Thank you in advance.

Answer 1

You write $1+\frac{1}{n} \approx \frac{\pi(n)}{\pi(n+1)}$, which is equivalent to $$ \lim_{n\to \infty}\frac{1+\frac{1}{n}}{\frac{\pi(n)}{\pi(n+1)}}=1, $$ which is true because both numerator and denominator have limit $1$.

Answer 2

There seems to be a couple of very fundamental flaws with your attempted proof. Flaws that show a deep misunderstanding of how $\pi(x)$ relates to $\mathrm{li}(x) = \frac{x}{\ln x}$.

$\pi(x)$ is the prime counting function and you got the definition of this correct. However, you seem to misunderstand what $\pi(x) \sim \mathrm{li}(x)$ means. By the way, the use of the "approximately equal to" symbol "$\approx$" here is incorrect.

$\pi(x) \sim \mathrm{li}(x)$ is the formal statement that means that $\lim_{x \to \infty} \frac{\pi(x)}{\mathrm{li}(x)} = 1$, and this is called the prime number theorem. This has been proven true. But note that this is only talking about what happens at the limit. It is correct to conclude that as you take prime numbers that are larger and larger, you will find that the ratio of $\frac{\pi(x)}{\mathrm{li}(x)}$ approaches more and more closely to one.

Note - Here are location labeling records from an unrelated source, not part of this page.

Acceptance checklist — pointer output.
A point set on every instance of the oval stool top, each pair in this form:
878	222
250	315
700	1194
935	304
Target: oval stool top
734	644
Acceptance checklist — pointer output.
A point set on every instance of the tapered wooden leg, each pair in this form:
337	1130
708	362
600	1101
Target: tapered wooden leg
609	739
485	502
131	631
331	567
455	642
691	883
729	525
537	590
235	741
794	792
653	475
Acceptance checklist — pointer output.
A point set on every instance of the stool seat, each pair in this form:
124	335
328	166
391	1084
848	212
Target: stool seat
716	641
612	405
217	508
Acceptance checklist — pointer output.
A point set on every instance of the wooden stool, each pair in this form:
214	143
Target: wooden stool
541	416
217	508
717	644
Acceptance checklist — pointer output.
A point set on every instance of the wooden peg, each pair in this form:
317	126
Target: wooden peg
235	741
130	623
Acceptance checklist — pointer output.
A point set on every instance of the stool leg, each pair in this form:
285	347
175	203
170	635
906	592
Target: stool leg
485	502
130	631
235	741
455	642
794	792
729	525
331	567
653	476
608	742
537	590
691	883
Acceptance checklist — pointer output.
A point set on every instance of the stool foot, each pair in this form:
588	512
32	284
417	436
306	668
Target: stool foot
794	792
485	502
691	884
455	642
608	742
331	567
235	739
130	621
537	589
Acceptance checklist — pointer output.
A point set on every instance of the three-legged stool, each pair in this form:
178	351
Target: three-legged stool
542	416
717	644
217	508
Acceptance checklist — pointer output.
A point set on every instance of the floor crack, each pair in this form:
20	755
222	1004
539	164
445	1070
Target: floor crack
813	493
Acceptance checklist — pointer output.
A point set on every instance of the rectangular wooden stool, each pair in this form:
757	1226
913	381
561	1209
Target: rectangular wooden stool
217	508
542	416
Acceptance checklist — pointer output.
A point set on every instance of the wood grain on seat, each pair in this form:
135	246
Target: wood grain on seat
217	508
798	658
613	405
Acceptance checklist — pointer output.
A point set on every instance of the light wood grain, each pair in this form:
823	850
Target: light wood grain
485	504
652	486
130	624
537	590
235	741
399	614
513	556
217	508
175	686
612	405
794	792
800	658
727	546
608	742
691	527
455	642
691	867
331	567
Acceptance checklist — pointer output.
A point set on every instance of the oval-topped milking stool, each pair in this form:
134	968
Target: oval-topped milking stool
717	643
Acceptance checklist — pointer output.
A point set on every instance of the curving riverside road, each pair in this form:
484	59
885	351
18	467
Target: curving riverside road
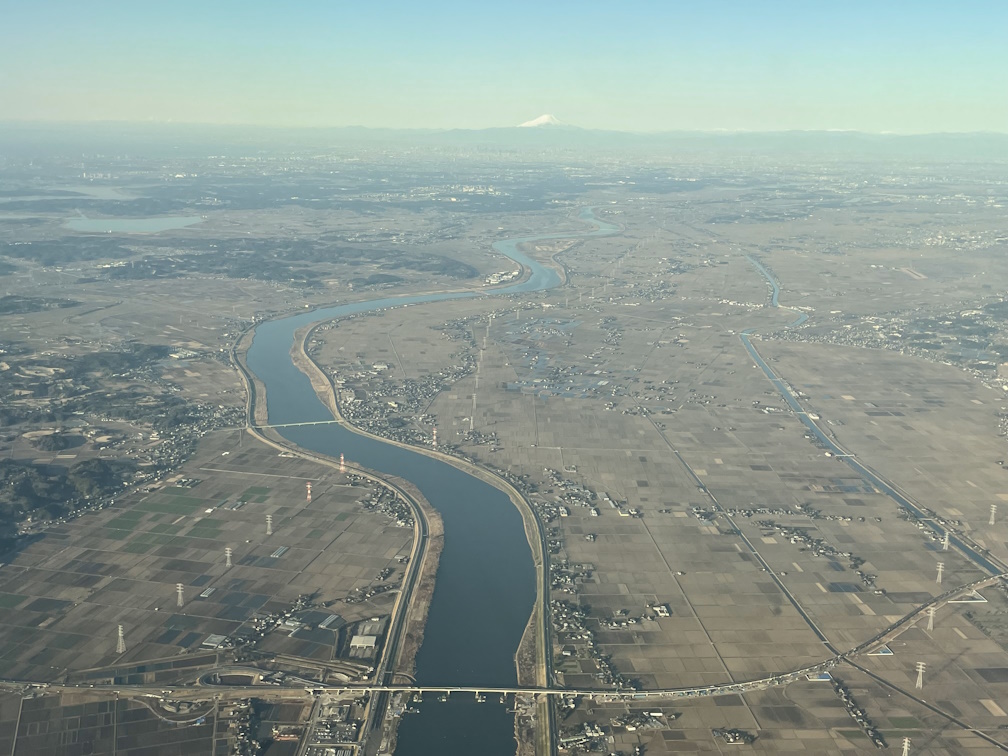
486	585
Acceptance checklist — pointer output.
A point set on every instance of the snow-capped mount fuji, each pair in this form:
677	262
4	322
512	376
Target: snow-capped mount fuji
543	120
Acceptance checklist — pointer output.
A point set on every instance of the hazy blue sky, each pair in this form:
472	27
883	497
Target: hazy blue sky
904	67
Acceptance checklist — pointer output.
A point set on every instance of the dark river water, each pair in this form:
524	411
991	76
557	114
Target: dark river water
486	580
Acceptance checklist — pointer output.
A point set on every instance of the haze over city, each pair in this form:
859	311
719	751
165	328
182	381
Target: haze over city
438	379
897	67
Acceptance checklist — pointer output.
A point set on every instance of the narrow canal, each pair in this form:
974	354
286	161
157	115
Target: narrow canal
486	580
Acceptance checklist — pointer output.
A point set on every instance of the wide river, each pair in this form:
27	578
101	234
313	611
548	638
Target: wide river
486	580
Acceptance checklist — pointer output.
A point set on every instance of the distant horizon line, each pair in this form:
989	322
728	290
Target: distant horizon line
4	123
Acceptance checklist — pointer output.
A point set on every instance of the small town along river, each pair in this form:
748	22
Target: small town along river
485	588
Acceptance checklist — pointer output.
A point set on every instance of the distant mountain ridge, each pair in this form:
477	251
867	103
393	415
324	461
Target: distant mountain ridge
545	133
544	120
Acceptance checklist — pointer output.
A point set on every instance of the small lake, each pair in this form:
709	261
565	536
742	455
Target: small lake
131	225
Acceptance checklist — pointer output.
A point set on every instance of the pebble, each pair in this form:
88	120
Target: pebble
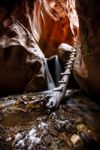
20	144
81	128
18	137
9	139
32	131
75	139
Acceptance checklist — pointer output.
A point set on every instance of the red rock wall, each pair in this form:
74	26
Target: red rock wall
87	64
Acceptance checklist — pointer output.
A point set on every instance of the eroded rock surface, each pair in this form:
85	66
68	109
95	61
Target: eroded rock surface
86	67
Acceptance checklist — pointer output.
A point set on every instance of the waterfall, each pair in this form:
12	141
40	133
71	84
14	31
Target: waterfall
50	82
57	70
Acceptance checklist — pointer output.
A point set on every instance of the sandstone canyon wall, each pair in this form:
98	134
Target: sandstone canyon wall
87	63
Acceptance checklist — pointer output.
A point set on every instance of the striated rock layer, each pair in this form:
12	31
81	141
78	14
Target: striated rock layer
87	64
25	24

However, note that there is a complicated relationship between $\pi(x)$ and $\mathrm{li}(x)$ for finite values of $x$. For example, for values of $x$ that seem "usefully small" and that we might use in everyday math, $\pi(x) < \mathrm{li}(x)$. But we know that $\pi(x) > \mathrm{li}(x)$ infinitely often, and that this only starts happening with very, very large values of (x) - see Skewes's number. So the prime number theorem doesn't really allow us to draw hard conclusions pertaining to finite ranges of primes, only about the asymptotic behaviour of very large primes. And it does not help us to establish what happens when you're considering a general statement about all primes.

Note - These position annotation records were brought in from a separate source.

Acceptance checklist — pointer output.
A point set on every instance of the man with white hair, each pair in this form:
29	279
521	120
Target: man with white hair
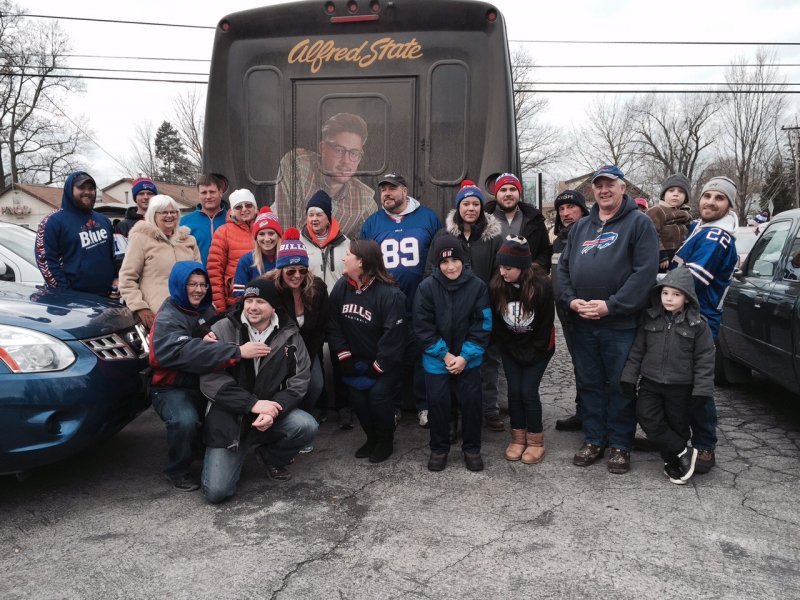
710	254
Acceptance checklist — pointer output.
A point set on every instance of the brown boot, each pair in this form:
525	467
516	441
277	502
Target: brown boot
517	445
534	453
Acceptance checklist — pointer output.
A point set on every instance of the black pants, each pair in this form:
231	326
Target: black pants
663	412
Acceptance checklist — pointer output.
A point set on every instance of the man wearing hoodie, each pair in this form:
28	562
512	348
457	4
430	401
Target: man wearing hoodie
605	275
404	229
75	244
178	355
520	219
710	254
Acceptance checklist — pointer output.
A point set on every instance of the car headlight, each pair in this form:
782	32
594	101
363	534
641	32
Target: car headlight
28	351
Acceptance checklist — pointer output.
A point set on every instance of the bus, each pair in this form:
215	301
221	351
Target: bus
333	94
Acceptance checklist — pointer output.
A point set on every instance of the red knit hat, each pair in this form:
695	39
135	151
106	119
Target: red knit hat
266	219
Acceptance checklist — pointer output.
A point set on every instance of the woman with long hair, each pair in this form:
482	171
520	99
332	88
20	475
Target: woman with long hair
367	335
267	234
522	300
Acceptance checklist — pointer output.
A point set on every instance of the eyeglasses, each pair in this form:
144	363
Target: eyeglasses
339	151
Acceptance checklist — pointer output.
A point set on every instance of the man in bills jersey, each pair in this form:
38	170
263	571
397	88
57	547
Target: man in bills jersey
404	230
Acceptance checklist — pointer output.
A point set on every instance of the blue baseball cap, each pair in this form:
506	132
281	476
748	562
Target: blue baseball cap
610	171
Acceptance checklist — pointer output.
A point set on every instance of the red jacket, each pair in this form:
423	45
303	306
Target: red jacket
230	242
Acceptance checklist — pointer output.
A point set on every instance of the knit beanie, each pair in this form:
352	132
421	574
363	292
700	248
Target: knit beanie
292	251
721	184
676	180
468	188
141	184
266	219
264	289
506	179
322	201
240	196
448	246
515	253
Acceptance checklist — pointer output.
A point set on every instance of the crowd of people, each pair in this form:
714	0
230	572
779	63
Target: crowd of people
240	304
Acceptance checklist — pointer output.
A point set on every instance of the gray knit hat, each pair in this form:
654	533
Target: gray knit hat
677	180
721	184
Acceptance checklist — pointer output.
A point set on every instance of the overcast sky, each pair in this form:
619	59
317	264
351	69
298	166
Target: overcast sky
114	108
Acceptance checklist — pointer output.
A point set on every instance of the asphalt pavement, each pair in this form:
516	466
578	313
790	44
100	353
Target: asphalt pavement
106	524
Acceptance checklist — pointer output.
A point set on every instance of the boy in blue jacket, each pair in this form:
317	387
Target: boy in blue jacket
453	322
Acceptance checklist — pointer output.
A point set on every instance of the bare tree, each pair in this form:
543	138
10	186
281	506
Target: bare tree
672	132
34	140
607	137
754	105
539	142
189	114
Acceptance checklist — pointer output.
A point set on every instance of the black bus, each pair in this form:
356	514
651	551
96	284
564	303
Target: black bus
332	94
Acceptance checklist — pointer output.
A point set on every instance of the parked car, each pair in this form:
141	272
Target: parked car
760	327
71	373
18	255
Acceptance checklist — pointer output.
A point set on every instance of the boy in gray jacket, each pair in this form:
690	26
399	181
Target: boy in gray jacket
672	360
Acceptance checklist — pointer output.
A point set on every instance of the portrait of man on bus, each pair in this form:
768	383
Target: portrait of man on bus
332	169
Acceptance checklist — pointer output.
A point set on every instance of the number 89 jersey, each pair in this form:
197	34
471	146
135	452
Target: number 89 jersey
404	241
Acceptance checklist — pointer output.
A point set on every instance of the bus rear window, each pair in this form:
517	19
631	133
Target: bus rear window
448	124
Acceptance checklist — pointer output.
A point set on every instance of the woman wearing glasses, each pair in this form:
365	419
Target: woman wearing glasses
267	234
229	243
305	298
155	244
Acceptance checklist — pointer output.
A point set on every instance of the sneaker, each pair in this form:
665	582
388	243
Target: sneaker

Another step in your "proof" that shows the same lack of understanding about the limits (pun not intended) of the prime number theorem is when you asserted that $\frac{n+1}{n} \sim \frac{\pi(n)}{\pi(n+1)}$ to be a contradiction. In fact, since both sides have a limit as $n \to \infty$ of $1$, the statement is perfectly true (and not a contradiction).

I hope you see why you can't use (at least directly) the prime number theorem for this sort of proof now.